Monday, April 4, 2011
Today the Supreme Court decided Arizona Christian School Tuition Organization v. Winn (09-987). Splitting 5-4, the Court holds that the plaintiffs lacked standing to bring an Establishment Clause challenge to an Arizona law providing “tax credits for contributions to school tuition organizations, or STOs,” which “use these contributions to provide scholarships to students attending private schools, many of which are religious.”
From Justice Kennedy’s majority opinion (joined by Chief Justice Roberts and Justices Scalia, Thomas, and Alito):
[R]espondents contend that they have standing to challenge Arizona’s STO tax credit for one and only one reason: because they are Arizona taxpayers. But the mere fact that a plaintiff is a taxpayer is not generally deemed sufficient to establish standing in federal court. To overcome that rule, respondents must rely on an exception created in Flast v. Cohen, 392 U. S. 83 (1968). For the reasons discussed below, respondents cannot take advantage of Flast’s narrow exception to the general rule against taxpayer standing.…
It is easy to see that tax credits and governmental expenditures can have similar economic consequences, at least for beneficiaries whose tax liability is sufficiently large to take full advantage of the credit. Yet tax credits and governmental expenditures do not both implicate individual taxpayers in sectarian activities. A dissenter whose tax dollars are “extracted and spent” knows that he has in some small measure been made to contribute to an establishment in violation of conscience. Flast, supra, at 106…. When the government declines to impose a tax, by contrast, there is no such connection between dissenting taxpayer and alleged establishment. Any financial injury remains speculative.
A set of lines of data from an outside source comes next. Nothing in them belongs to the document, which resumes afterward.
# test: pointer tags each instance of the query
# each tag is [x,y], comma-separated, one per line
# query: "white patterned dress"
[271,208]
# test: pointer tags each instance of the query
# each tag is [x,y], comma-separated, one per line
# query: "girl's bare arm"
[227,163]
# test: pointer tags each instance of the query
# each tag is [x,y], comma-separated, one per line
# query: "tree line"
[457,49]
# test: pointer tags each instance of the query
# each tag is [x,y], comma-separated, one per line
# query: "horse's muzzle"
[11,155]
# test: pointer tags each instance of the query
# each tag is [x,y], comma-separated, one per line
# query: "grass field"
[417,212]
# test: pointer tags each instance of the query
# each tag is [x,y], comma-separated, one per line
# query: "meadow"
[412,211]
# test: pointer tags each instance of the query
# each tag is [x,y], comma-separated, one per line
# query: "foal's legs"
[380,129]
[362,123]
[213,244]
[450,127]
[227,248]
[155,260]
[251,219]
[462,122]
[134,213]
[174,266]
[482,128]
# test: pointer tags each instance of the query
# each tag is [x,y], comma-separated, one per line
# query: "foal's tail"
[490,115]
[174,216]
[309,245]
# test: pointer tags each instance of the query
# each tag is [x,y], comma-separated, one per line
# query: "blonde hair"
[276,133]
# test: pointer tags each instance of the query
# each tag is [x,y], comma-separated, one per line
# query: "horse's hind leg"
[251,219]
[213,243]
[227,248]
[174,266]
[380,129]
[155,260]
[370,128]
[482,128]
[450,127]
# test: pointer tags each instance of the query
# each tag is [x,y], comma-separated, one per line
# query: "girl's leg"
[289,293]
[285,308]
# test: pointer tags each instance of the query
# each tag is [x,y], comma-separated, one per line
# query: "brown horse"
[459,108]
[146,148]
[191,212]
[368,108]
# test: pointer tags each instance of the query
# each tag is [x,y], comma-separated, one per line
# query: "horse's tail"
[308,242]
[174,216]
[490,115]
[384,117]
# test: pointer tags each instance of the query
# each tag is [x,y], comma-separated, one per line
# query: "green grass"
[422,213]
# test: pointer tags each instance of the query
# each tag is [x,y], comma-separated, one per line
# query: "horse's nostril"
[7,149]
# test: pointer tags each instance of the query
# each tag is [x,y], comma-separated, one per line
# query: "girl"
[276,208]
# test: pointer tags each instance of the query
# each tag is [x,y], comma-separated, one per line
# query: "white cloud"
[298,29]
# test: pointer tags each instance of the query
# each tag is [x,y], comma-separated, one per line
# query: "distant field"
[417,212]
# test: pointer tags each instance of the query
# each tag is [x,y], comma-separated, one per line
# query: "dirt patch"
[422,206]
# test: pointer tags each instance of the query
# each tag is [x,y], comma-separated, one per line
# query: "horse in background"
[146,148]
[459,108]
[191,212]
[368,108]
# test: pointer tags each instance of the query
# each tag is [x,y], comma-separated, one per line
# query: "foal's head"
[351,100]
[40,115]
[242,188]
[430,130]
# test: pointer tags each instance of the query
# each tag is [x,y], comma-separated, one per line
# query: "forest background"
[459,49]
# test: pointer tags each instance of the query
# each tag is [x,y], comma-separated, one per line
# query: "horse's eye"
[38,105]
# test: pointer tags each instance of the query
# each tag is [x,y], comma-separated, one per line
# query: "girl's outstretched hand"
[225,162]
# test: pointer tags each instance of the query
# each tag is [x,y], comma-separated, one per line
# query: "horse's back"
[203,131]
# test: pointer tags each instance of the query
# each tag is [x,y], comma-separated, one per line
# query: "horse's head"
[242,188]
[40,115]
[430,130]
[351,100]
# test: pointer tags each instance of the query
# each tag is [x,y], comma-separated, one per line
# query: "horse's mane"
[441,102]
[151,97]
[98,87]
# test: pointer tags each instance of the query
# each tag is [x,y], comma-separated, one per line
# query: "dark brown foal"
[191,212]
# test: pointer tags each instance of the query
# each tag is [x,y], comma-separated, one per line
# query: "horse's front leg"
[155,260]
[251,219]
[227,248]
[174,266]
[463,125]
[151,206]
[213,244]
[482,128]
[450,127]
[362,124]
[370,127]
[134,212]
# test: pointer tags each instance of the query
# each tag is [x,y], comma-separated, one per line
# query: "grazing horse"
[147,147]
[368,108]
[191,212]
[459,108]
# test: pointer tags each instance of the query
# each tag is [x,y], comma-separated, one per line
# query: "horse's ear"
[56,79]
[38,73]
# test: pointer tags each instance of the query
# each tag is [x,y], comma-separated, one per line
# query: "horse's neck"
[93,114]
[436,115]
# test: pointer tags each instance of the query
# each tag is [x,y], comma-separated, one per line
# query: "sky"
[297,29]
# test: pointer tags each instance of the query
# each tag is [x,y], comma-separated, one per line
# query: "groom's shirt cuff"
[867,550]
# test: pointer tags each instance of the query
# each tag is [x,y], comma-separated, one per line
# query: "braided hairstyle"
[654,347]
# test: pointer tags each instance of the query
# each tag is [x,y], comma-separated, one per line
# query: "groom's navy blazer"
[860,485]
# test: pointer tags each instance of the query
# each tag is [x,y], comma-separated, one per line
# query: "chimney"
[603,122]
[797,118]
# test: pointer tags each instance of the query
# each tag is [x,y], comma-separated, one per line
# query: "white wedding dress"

And awarding some citizens a tax credit allows other citizens to retain control over their own funds in accordance with their own consciences.
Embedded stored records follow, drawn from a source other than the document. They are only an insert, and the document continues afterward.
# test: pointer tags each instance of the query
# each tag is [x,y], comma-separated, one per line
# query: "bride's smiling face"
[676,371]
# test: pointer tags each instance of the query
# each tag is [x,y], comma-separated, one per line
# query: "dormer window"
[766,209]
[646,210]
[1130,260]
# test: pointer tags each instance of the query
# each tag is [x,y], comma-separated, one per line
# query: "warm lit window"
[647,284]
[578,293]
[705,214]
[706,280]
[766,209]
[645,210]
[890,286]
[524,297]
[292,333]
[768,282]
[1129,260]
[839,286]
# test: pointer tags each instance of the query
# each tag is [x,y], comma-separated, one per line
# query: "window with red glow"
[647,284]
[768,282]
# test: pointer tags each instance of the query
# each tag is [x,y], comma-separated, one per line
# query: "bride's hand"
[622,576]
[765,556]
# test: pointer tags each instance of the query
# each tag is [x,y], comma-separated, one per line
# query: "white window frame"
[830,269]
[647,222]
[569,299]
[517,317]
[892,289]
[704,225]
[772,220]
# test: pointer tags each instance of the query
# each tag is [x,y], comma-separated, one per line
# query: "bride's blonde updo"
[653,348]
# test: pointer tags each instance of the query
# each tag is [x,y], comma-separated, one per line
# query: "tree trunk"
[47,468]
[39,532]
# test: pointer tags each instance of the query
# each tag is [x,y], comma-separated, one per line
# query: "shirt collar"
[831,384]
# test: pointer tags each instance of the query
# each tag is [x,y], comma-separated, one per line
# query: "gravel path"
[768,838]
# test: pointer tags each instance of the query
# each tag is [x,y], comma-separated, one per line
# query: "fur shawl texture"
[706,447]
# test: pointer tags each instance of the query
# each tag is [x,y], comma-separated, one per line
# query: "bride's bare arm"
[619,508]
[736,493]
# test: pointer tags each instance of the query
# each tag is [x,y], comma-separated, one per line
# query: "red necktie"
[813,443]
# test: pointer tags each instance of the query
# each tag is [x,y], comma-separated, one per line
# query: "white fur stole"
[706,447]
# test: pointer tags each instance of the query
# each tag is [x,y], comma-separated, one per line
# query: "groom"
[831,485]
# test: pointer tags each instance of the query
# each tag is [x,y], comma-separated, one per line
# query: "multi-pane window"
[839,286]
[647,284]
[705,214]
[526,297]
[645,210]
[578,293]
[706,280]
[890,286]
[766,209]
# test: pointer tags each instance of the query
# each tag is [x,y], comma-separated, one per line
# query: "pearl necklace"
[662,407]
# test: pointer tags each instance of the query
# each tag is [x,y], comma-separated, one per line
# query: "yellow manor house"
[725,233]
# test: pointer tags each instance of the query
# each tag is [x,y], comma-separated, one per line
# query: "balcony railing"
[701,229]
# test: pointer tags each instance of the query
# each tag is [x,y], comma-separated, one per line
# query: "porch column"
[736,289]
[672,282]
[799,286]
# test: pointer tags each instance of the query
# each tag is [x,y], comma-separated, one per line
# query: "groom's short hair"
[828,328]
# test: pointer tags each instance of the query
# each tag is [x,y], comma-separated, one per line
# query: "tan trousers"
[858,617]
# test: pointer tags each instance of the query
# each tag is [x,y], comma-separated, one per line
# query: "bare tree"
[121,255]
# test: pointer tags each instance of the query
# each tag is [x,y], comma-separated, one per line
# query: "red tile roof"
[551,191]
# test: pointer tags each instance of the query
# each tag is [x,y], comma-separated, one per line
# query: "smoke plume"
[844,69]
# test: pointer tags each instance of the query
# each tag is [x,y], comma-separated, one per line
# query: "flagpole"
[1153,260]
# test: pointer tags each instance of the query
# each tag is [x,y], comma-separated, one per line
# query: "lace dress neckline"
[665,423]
The distinction between governmental expenditures and tax credits refutes respondents’ assertion of standing. When Arizona taxpayers choose to contribute to STOs, they spend their own money, not money the State has collected from respondents or from other taxpayers. Arizona’s §43–1089 does not “extrac[t] and spen[d]” a conscientious dissenter’s funds in service of an establishment, Flast, 392 U. S., at 106, or “‘force a citizen to contribute three pence only of his property’” to a sectarian organization, id., at 103 (quoting 2 Writings of James Madison, supra, at 186).
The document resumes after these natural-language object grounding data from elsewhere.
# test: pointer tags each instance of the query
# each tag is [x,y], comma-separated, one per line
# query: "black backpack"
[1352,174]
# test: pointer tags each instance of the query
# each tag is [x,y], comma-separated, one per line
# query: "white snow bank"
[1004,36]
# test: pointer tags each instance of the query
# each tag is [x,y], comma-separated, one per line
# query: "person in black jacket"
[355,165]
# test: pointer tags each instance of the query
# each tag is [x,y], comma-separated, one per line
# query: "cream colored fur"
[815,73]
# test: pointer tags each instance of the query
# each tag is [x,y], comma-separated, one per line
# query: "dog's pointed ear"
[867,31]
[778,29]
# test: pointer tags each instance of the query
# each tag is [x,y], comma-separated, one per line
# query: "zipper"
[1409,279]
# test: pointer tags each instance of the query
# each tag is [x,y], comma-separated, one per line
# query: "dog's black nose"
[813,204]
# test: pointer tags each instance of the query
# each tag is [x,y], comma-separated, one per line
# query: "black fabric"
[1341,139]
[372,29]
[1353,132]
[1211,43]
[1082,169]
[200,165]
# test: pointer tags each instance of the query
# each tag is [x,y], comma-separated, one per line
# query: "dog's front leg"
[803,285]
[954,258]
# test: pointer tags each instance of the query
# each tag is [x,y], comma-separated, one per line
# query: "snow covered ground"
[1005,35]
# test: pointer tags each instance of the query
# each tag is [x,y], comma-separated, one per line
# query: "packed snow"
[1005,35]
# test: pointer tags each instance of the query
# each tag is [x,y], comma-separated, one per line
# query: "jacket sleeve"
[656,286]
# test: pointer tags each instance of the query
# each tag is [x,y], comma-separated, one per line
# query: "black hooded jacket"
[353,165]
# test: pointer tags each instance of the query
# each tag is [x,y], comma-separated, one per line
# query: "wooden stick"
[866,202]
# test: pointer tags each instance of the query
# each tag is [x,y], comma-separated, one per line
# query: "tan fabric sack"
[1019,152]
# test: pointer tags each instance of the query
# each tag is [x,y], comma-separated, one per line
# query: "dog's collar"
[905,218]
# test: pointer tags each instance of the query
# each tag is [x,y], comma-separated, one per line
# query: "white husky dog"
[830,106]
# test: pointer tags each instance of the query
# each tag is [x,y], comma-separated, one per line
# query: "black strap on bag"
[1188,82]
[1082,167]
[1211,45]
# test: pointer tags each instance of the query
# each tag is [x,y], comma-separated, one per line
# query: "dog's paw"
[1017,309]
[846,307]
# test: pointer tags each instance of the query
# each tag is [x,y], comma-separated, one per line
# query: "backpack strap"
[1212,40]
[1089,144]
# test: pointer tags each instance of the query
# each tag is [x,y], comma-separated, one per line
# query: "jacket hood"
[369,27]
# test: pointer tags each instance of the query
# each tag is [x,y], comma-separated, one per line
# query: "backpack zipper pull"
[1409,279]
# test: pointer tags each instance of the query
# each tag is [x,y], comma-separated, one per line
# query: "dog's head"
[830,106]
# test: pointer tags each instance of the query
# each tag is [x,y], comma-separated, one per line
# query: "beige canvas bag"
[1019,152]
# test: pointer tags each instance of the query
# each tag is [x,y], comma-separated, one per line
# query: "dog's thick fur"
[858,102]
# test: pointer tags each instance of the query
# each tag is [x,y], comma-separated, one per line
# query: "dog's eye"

From Justice Kagan’s dissenting opinion (joined by Justices Ginsburg, Breyer, and Sotomayor):
For almost half a century, litigants like the Plaintiffs have obtained judicial review of claims that the government has used its taxing and spending power in violation of the Establishment Clause. Beginning in Flast v. Cohen, 392 U. S. 83 (1968), and continuing in case after case for jurisdiction to decide taxpayer-initiated challenges not materially different from this one. Not every suit has succeeded on the merits, or should have. But every taxpayer-plaintiff has had her day in court to contest the government’s financing of religious activity.
Today, the Court breaks from this precedent by refusing to hear taxpayers’ claims that the government has unconstitutionally subsidized religion through its tax system. These litigants lack standing, the majority holds, because the funding of religion they challenge comes from a tax credit, rather than an appropriation. A tax credit, the Court asserts, does not injure objecting taxpayers, because it “does not extract and spend [their] funds in service of an establishment.” Ante, at 15 (internal quotation marks and alterations omitted). This novel distinction in standing law between appropriations and tax expenditures has as little basis in principle as it has in our precedent.
Justice Scalia wrote a concurring opinion, joined by Justice Thomas, arguing that the Flast exception should be eliminated entirely:
Today’s majority and dissent struggle with whether respondents’ challenge to the Arizona tuition tax credit falls within that narrow exception. Under a principled reading of Article III, their struggles are unnecessary. Flast is an anomaly in our jurisprudence, irreconcilable with the Article III restrictions on federal judicial power that our opinions have established. I would repudiate that misguided decision and enforce the Constitution.